Notably, subjects with reasonably-treated primary hypothyroidism-reflected by TSH
values between 0.3 and 7-on a stable dose of thyroid hormone (i.e., same dose for at
least 2 months) will not be excluded.

- Prolactin concentration > 30 ng/mL (confirmed on repeat). Mild prolactin elevations
may be seen in adolescents and women with HA/PCOS or obesity.

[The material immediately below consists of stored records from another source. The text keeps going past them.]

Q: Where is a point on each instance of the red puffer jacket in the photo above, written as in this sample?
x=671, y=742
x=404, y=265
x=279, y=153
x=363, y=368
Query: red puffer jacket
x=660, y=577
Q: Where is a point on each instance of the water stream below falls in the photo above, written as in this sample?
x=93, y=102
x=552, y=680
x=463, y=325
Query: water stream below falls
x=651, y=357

- History and/or physical exam findings suggestive of Cushing's syndrome, adrenal
insufficiency, or acromegaly.

- History and/or physical exam findings suggestive of hypogonadotropic hypogonadism
(e.g., symptoms of estrogen deficiency) including functional hypothalamic amenorrhea
(which may be suggested by a constellation of symptoms including restrictive eating
patterns, excessive exercise, psychological stress, etc.)

- Persistent hemoglobin < 11.5 g/dL for non-African American subjects; hemoglobin < 11.0
g/dL for African American subjects (confirmed on repeat). Importantly, documentation
of a hemoglobin ≥ 11.0 g/dL for African American subjects or ≥ 11.5 g/dL for
non-African American subjects in the month prior to the CRU admission is required for
frequent sampling protocol in the CRU.

- Severe thrombocytopenia (platelets < 50,000 cells/microliter) or leukopenia (total
white blood count < 4,000 cells/microliter)

- Previous diagnosis of diabetes, fasting glucose ≥ 126 mg/dl, or a hemoglobin A1c ≥
6.5%

- Persistently abnormal sodium or potassium concentration. Bicarbonate concentrations <
20 or > 30.

- Liver test abnormalities, with two exceptions: (1) mild bilirubin elevations will be
accepted in the setting of known Gilbert's syndrome or when the subject's primary care
provider provides a presumptive diagnosis of Gilbert's syndrome and has no plans for
further work-up; (2) mild transaminase (ALT, AST) elevations may be seen in
obese/HA/PCOS girls, so stable elevations < 1.5 times the upper limit of normal will
be accepted in this group.

- Absolute contraindications to spironolactone use include history of allergy to
spironolactone, anuria, acute renal insufficiency, significant impairment of renal
excretory function, hyperkalemia, primary adrenal insufficiency (Addison's disease),
and concomitant use of eplerenone

- Significant history of cardiac or pulmonary dysfunction (e.g., known or suspected
congestive heart failure, asthma requiring intermittent systemic corticosteroids,
etc.)

- Decreased renal function evidenced by GFR < 60 ml/min/1.73m2

- History of cancer diagnosis and/or treatment (with the exception of basal cell or
squamous cell skin carcinoma) unless they have remained clinically disease free (based
on appropriate surveillance) for five years.